Update: John Robb's FUDeflection. Or redirection. Too soon to tell. The SOAP opera continues.
As someone with zero investment in RSS or Echo, I have enjoyed the past week or so from afar. Mostly waiting for Dave Winer to speak up, which he did, and did well. Now Jon Udell adds his take, which is not surprisingly insightful, but is surprisingly sarcastic.
He pulls it off. Here's the crux, though, in his more typically pragmatic style...
Anyway, Dave showed everybody how to use RSS. That's his crowning achievement in my book. Not the format...
Now that the dam has broken, Dave has endorsed the new effort. It must have been an incredibly hard thing to do. I have a teenage daughter and when it's time for her to leave the nest, in a couple of years, I hope I'll handle that transition as graciously as Dave is handling this one.

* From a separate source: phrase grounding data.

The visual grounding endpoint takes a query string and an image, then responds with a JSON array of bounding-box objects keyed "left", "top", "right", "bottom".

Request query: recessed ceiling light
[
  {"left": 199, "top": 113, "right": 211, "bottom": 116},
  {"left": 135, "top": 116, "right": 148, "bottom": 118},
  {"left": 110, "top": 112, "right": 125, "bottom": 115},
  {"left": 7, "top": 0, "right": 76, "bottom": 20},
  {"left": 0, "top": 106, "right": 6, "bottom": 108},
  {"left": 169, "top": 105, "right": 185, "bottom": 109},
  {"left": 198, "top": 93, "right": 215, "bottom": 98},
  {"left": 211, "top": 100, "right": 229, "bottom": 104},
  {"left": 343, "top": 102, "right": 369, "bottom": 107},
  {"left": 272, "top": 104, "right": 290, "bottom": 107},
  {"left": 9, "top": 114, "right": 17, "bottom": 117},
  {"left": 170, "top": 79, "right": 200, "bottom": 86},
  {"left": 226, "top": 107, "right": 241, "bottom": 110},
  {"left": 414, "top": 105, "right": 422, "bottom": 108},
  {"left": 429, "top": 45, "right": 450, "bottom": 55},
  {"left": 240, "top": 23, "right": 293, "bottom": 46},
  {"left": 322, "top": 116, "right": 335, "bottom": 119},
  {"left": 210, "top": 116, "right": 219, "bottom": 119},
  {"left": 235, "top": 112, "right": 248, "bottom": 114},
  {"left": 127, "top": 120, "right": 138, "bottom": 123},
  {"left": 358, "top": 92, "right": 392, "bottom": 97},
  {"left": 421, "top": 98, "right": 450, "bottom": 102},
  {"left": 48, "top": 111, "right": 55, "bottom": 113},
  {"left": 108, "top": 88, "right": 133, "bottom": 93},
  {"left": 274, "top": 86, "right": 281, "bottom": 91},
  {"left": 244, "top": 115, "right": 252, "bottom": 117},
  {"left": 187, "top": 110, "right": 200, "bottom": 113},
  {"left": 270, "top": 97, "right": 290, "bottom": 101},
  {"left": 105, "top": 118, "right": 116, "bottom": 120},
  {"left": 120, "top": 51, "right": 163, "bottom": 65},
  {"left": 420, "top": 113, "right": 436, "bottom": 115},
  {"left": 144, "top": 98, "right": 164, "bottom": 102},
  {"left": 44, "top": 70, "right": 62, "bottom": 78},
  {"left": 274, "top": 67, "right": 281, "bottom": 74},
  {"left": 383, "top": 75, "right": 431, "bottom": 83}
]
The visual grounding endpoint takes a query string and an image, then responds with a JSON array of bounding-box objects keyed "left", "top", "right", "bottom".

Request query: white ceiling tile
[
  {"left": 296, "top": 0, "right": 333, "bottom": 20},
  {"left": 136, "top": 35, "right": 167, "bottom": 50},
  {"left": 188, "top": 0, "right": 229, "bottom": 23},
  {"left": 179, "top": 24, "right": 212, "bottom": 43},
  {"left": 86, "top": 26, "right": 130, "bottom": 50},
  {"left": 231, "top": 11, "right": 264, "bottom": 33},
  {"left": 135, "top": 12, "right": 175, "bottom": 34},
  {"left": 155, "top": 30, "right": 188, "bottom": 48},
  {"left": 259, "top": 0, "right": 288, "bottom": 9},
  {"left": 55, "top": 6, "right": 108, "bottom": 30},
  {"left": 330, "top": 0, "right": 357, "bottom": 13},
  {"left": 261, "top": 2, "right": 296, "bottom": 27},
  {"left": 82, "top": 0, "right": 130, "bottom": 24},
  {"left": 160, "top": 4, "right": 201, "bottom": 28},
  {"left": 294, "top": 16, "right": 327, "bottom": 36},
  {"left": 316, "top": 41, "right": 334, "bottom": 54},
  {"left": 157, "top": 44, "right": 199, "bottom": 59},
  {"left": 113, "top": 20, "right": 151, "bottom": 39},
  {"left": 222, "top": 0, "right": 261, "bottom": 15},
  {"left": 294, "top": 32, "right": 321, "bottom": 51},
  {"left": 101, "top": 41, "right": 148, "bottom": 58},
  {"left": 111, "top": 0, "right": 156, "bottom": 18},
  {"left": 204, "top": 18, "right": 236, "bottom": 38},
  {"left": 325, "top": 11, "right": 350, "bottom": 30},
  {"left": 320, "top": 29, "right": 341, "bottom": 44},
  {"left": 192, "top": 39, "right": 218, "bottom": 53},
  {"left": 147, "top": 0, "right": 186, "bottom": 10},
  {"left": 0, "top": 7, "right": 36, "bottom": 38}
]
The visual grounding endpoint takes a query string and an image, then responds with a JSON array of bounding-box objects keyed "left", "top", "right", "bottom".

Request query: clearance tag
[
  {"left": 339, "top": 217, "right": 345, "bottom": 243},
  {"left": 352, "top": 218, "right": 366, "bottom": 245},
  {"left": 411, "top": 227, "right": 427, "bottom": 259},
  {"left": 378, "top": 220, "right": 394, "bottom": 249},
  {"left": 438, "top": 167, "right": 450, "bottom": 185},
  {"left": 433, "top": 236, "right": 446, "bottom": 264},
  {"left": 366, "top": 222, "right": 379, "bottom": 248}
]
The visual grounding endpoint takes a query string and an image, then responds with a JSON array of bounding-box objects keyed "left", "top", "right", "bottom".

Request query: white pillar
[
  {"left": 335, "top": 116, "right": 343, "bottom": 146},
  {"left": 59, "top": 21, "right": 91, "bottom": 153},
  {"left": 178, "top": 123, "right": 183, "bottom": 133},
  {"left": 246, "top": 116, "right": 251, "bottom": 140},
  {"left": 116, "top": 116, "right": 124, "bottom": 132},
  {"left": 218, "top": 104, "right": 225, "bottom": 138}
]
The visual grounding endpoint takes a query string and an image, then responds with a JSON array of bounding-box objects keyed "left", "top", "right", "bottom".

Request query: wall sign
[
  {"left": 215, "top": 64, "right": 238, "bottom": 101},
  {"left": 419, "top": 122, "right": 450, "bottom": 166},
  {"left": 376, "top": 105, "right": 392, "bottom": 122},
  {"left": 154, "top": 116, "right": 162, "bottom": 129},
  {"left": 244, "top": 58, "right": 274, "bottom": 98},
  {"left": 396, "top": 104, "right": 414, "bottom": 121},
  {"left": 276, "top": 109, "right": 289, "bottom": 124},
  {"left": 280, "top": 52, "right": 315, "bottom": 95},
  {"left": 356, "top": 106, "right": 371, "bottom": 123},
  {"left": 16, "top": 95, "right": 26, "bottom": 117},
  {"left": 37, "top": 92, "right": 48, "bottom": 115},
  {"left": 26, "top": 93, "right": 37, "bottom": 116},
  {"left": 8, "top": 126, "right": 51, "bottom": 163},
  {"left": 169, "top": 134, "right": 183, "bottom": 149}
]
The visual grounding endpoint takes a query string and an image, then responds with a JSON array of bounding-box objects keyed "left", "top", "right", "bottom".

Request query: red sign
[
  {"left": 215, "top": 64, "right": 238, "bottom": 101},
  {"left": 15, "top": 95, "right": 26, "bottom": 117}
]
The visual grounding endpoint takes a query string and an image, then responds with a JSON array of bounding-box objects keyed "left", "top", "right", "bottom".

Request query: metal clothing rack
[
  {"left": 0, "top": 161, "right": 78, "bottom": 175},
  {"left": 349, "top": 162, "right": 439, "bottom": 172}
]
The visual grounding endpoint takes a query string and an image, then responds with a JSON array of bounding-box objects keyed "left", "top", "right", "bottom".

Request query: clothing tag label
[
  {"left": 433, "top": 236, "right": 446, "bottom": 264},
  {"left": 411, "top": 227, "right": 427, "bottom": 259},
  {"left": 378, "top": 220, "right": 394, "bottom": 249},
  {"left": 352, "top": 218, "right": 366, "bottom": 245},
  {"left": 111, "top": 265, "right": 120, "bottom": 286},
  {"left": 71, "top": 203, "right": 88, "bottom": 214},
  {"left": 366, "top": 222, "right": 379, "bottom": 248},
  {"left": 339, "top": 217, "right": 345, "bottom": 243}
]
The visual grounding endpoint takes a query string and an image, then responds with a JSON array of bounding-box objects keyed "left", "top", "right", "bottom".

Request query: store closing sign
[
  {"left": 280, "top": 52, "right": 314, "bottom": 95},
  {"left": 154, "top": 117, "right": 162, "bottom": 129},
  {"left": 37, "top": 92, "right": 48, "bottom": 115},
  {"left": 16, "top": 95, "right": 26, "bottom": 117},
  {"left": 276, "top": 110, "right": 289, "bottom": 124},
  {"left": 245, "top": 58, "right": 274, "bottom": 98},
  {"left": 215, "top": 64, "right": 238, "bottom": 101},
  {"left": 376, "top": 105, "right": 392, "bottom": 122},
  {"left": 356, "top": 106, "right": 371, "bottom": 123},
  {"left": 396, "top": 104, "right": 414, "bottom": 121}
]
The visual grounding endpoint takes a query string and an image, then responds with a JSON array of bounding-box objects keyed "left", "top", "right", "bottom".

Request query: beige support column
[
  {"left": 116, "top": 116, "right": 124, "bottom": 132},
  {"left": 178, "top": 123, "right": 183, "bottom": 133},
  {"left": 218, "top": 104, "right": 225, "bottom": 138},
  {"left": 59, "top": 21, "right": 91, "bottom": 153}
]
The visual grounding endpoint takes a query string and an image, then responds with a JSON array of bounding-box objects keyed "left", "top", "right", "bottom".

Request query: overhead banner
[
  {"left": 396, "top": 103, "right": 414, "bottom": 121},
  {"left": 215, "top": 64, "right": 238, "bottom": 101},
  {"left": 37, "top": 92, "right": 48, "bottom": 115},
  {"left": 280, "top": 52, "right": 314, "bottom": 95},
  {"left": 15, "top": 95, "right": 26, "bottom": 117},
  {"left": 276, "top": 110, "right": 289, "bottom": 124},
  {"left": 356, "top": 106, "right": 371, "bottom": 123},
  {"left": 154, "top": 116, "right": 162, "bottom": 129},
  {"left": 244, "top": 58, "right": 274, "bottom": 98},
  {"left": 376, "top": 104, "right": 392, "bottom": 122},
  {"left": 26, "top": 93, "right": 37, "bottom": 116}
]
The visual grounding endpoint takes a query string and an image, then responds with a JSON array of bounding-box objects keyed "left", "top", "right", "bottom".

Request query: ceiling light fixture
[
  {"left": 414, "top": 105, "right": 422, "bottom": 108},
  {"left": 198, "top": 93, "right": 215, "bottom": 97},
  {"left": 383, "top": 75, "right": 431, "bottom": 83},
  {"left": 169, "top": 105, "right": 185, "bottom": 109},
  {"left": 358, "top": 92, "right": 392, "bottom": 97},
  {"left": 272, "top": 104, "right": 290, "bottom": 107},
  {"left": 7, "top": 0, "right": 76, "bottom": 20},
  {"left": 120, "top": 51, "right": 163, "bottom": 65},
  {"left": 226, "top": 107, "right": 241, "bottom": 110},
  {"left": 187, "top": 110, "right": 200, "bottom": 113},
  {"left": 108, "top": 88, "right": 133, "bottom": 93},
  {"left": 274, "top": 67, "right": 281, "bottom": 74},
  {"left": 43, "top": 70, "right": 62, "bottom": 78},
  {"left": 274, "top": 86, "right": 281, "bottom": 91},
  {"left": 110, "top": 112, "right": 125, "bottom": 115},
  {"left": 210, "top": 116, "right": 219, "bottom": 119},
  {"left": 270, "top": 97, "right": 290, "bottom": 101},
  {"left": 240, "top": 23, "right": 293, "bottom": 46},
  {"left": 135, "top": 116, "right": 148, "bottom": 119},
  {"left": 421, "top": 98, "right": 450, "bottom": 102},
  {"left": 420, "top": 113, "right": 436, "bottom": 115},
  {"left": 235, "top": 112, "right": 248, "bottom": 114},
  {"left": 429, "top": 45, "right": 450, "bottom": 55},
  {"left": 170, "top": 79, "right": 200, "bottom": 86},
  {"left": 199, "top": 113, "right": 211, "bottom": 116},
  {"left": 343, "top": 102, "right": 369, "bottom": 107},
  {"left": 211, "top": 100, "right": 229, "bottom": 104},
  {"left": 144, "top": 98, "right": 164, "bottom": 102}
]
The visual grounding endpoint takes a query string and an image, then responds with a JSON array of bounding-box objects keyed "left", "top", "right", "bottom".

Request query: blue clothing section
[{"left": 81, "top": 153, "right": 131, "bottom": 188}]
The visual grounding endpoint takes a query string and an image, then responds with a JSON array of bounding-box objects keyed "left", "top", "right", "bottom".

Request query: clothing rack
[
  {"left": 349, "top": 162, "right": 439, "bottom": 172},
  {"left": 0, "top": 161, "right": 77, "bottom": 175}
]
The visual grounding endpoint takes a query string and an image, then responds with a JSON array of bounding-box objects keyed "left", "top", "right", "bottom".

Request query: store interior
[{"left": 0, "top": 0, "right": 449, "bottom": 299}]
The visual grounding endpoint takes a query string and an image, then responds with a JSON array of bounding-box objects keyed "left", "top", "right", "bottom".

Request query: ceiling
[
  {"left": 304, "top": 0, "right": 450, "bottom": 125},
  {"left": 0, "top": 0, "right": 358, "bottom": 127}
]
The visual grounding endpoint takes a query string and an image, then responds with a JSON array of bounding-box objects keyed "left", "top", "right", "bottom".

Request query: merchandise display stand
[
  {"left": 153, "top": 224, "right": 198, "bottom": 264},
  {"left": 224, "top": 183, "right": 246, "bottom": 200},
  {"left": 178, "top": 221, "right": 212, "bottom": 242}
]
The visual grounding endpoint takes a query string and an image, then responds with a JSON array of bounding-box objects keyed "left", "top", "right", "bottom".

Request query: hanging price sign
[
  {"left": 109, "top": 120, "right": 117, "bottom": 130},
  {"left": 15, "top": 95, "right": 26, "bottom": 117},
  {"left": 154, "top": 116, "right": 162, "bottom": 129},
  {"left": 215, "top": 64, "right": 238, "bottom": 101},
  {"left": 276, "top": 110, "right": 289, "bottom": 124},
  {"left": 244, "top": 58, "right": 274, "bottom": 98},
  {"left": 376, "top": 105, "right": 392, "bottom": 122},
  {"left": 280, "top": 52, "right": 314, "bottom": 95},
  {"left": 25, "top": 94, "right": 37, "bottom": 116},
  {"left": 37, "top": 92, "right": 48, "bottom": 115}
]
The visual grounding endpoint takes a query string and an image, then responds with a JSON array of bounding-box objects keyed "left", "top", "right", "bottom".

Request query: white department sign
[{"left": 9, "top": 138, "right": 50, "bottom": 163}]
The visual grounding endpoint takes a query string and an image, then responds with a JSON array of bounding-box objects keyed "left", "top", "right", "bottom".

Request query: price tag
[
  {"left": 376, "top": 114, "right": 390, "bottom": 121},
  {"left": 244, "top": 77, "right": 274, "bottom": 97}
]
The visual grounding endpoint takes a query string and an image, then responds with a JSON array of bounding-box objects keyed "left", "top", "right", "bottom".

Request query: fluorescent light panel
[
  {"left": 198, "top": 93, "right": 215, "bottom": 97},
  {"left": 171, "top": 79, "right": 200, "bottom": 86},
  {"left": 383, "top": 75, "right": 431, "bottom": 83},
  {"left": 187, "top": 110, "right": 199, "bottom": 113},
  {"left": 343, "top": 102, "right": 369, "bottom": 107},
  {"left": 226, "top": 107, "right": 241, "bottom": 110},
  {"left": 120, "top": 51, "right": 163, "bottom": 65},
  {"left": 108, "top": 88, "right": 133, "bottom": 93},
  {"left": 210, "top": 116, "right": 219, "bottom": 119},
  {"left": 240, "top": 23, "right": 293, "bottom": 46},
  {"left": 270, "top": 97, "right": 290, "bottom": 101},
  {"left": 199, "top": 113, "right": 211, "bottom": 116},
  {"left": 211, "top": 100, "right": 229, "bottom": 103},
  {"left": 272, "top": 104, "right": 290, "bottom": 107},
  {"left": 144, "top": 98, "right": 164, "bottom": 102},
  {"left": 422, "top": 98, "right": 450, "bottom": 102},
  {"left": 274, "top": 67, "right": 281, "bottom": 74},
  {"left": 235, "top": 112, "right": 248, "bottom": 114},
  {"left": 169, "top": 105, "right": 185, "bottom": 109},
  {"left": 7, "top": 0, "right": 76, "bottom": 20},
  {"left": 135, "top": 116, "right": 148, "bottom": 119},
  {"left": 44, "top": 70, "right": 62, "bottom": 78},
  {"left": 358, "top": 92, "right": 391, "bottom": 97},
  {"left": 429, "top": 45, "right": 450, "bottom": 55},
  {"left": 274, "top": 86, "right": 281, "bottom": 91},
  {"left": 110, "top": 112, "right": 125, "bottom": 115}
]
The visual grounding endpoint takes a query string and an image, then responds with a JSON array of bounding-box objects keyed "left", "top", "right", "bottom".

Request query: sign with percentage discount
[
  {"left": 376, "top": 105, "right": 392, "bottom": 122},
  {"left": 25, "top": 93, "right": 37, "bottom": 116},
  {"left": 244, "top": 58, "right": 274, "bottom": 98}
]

Meanwhile, the Echo designers are -- not surprisingly -- converging on a core that looks a lot like RSS. So far they've discovered that a blog entry has a link, an author, a publication date, and one or more semantically-equivalent content items. Any day now, they'll conclude that it also has a description. There's really not much mystery about this stuff.
I did not realize what was coming with Echo when I reacted positively to Steve Gillmor's take on Microsoft and RSS a couple weeks ago. Of course when I was suggesting RSS might be supplanted over time, I did not think it would be for apparently political reasons. I certainly did not think the effort would begin any time soon.
My reaction to Echo is along the lines of many others: RSS (regardless of its many forms and politics, I mean the collective sense of "RSS") has just in the last months taken a spot in the zeitgeist. My god, it takes ages for these concepts to make their way into large corporations. And now we have to explain Echo? I'm not going to rush that one.